|Threat Agents||Attack Vectors||Security Weakness||Technical Impacts||Business Impacts|
|Application Specific||Exploitability => Easy||Prevalence => Common||Detectability => Average||Impact => Severe||App/Business Specific|
|Consider anyone with the ability to send requests to your APIs. Client software is easily reversed and communications are easily intercepted, so obscurity is no defense for APIs.||Attackers can reverse engineer APIs by examining client code, or simply monitoring communications. Some API vulnerabilities can be automatically discovered, others only by experts.||Modern web applications and APIs are increasingly composed of rich clients (browser, mobile, desktop) that connect to backend APIs (XML, JSON, RPC, GWT, custom). APIs (microservices, services, endpoints) can be vulnerable to the full range of attacks. Unfortunately, dynamic and sometimes even static tools don’t work well on APIs, and they can be difficult to analyze manually, so these vulnerabilities are often undiscovered.||The full range of negative outcomes is possible, including data theft, corruption, and destruction; unauthorized access to the entire application; and complete host takeover.||Consider the impact of an API attack on the business. Does the API access critical data or functions?

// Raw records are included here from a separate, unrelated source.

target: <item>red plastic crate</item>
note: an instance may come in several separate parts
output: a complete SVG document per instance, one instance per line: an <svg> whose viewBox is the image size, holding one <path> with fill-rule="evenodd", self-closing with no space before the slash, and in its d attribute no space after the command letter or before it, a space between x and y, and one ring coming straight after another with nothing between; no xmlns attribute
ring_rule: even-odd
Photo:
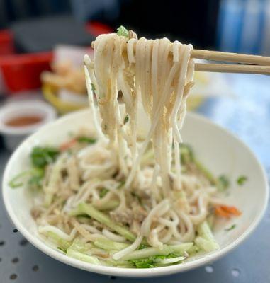
<svg viewBox="0 0 270 283"><path fill-rule="evenodd" d="M0 56L13 54L15 52L13 37L9 30L0 31Z"/></svg>
<svg viewBox="0 0 270 283"><path fill-rule="evenodd" d="M88 23L85 28L96 36L112 32L110 27L99 22ZM53 53L15 54L14 52L12 33L7 30L0 31L0 68L8 93L40 88L40 73L50 69Z"/></svg>

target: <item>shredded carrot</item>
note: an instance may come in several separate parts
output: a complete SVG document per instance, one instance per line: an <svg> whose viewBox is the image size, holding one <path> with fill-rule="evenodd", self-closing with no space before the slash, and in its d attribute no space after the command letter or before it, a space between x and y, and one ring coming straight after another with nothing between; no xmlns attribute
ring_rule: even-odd
<svg viewBox="0 0 270 283"><path fill-rule="evenodd" d="M221 205L221 208L225 212L230 213L232 215L239 216L242 214L241 212L238 210L235 207L228 207L227 205Z"/></svg>
<svg viewBox="0 0 270 283"><path fill-rule="evenodd" d="M230 218L230 214L224 211L220 207L215 207L215 214L220 217Z"/></svg>
<svg viewBox="0 0 270 283"><path fill-rule="evenodd" d="M215 207L215 213L220 217L230 218L231 216L239 216L241 212L235 207L227 205L218 205Z"/></svg>
<svg viewBox="0 0 270 283"><path fill-rule="evenodd" d="M61 151L64 151L75 145L77 142L77 140L76 139L71 139L70 141L61 144L60 149Z"/></svg>

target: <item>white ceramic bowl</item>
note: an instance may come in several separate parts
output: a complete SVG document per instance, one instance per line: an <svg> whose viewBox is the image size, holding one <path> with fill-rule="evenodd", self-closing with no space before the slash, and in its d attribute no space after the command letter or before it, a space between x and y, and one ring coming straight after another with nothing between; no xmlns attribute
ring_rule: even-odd
<svg viewBox="0 0 270 283"><path fill-rule="evenodd" d="M189 114L183 129L185 142L195 149L198 158L215 174L226 174L232 180L232 188L227 201L242 212L235 218L217 227L214 231L220 249L190 261L152 269L127 269L94 265L71 258L50 248L37 236L37 229L30 209L31 197L25 188L11 189L8 183L14 175L29 166L31 148L38 144L57 145L68 139L68 133L79 127L91 127L89 110L66 115L46 125L28 137L16 150L6 168L3 180L3 196L6 210L21 233L35 247L48 255L68 265L85 270L116 276L152 277L188 270L217 260L237 246L254 230L265 211L268 200L266 174L257 158L240 139L220 127L198 115ZM240 175L248 176L248 182L237 186ZM236 228L225 231L225 227L236 224ZM247 251L247 257L248 256Z"/></svg>

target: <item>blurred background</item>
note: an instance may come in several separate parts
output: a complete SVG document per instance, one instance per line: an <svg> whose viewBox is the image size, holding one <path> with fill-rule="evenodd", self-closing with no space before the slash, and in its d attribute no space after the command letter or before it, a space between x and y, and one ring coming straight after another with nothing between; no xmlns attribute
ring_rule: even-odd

Many APIs are mission critical, so also consider the impact of denial of service attacks.|
- Testing your APIs for vulnerabilities should be similar to testing the rest of your application for vulnerabilities.

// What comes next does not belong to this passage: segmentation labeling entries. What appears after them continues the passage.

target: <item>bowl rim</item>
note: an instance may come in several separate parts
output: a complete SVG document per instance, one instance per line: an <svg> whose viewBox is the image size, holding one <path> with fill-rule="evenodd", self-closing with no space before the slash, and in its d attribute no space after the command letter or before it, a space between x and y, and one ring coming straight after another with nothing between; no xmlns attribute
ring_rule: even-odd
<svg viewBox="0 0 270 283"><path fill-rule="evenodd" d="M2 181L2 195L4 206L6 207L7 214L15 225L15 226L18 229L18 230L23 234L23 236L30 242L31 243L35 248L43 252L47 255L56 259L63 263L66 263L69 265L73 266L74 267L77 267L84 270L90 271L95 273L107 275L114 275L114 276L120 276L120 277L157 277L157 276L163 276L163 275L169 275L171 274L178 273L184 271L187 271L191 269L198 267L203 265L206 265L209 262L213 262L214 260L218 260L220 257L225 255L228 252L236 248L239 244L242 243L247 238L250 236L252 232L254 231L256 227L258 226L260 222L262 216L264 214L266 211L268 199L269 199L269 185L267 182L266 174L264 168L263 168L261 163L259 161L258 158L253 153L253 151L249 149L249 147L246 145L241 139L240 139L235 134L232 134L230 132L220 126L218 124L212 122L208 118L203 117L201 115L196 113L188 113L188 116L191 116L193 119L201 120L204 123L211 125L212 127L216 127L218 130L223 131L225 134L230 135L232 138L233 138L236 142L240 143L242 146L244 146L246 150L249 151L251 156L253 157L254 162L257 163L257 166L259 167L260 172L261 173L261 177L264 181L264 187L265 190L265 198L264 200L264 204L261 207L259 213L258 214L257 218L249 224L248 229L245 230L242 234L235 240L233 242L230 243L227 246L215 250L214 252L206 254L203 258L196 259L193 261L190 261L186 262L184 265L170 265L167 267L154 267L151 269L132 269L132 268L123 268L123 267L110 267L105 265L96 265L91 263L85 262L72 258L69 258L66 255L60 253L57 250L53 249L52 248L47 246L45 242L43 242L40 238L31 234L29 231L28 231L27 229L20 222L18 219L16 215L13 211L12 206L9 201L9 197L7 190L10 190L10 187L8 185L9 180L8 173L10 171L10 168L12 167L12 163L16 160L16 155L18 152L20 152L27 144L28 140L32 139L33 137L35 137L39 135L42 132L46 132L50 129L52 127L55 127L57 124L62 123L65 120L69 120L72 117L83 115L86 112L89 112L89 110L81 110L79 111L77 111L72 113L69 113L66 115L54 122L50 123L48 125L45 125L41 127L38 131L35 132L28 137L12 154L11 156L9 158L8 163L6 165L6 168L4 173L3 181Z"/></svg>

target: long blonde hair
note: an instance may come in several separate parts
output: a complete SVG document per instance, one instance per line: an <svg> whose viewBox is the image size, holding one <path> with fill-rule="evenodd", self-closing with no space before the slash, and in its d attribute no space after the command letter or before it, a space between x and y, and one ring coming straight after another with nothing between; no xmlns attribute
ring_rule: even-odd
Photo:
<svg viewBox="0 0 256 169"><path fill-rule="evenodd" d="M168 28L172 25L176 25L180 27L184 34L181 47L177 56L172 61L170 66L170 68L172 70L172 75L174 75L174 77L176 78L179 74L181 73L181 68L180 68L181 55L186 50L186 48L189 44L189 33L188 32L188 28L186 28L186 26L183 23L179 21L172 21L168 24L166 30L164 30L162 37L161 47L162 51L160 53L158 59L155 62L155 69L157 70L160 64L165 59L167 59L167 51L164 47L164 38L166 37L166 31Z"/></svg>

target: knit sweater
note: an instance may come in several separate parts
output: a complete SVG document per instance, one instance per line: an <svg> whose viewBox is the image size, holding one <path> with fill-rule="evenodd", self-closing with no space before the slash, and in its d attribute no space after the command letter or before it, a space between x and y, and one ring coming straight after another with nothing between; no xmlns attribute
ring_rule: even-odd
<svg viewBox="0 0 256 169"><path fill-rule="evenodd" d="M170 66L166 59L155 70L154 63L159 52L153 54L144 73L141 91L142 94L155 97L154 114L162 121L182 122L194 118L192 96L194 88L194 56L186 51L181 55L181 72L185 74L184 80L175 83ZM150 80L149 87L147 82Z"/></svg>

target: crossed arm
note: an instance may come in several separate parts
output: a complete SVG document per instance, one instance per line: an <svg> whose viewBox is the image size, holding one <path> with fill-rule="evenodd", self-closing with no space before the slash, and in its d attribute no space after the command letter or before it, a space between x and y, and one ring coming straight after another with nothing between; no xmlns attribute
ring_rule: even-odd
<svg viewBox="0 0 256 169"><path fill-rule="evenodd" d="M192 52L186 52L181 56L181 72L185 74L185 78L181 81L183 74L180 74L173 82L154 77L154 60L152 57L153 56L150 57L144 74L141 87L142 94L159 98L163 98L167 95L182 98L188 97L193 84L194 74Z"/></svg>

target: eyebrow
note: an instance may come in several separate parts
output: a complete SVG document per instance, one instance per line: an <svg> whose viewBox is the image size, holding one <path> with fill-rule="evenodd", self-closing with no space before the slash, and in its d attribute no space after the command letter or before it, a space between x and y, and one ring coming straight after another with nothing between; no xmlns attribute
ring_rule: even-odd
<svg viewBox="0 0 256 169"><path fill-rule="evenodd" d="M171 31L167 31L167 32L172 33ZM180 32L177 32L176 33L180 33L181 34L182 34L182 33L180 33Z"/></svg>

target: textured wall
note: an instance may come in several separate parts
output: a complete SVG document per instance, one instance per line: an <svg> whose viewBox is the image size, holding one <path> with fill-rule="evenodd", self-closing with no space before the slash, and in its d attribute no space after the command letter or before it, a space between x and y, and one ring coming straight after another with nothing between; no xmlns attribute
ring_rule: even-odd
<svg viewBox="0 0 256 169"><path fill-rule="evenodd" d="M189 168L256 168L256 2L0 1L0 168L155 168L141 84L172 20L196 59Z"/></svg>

- All the different types of injection, authentication, access control, encryption, configuration, and other issues can exist in APIs just as in a traditional application.
- However, because APIs are designed for use by programs (not humans) they frequently lack a UI and also use complex protocols and complex data structures.
- These factors can make security testing difficult.
- The use of widely-used formats can help, such as Swagger (OpenAPI), REST, JSON, and XML.
- Some frameworks like GWT and some RPC implementations use custom formats.
- Some applications and APIs create their own protocol and data formats, like WebSockets.
- The breadth and complexity of APIs make it difficult to automate effective security testing, possibly leading to a false sense of security.
- Ultimately, knowing if your APIs are secure means carefully choosing a strategy to test all defenses that matter.
- The key to protecting APIs is to ensure that you fully understand the threat model and what defenses you have
- Ensure that you have secured communications between the client and your APIs.
- Ensure that you have a strong authentication scheme for your APIs, and that all credentials, keys, and tokens have been secured.
- Ensure that whatever data format your requests use, that the parser configuration is hardened against attack.
- Implement an access control scheme that protects APIs from being improperly invoked, including unauthorized function and data references.
- Protect against injection of all forms, as these attacks are just as viable through APIs as they are for normal apps.
- Be sure your security analysis and testing covers all your APIs and your tools can discover and analyze them all effectively.
Example Attack Scenarios
- Imagine a mobile banking app that connects to an XML API at the bank for account information and performing transactions.
- The attacker reverse engineers the app and discovers that the user account number is passed as part of the authentication request to the server along with the username and password.
- The attacker sends legitimate credentials, but another user’s account number, gaining full access to the other user’s account.
- Imagine a public API offered by an Internet startup for automatically sending text messages.
- The API accepts JSON messages that contain a "transactionid" field.
- The API parses out this "transactionid" value as a string and concatenates it into a SQL query, without escaping or parameterizing it.
- As you can see the API is just as susceptible to SQL injection as any other type of application.
- In either of these cases, the vendor may not provide a web UI to use these services, making security testing more difficult.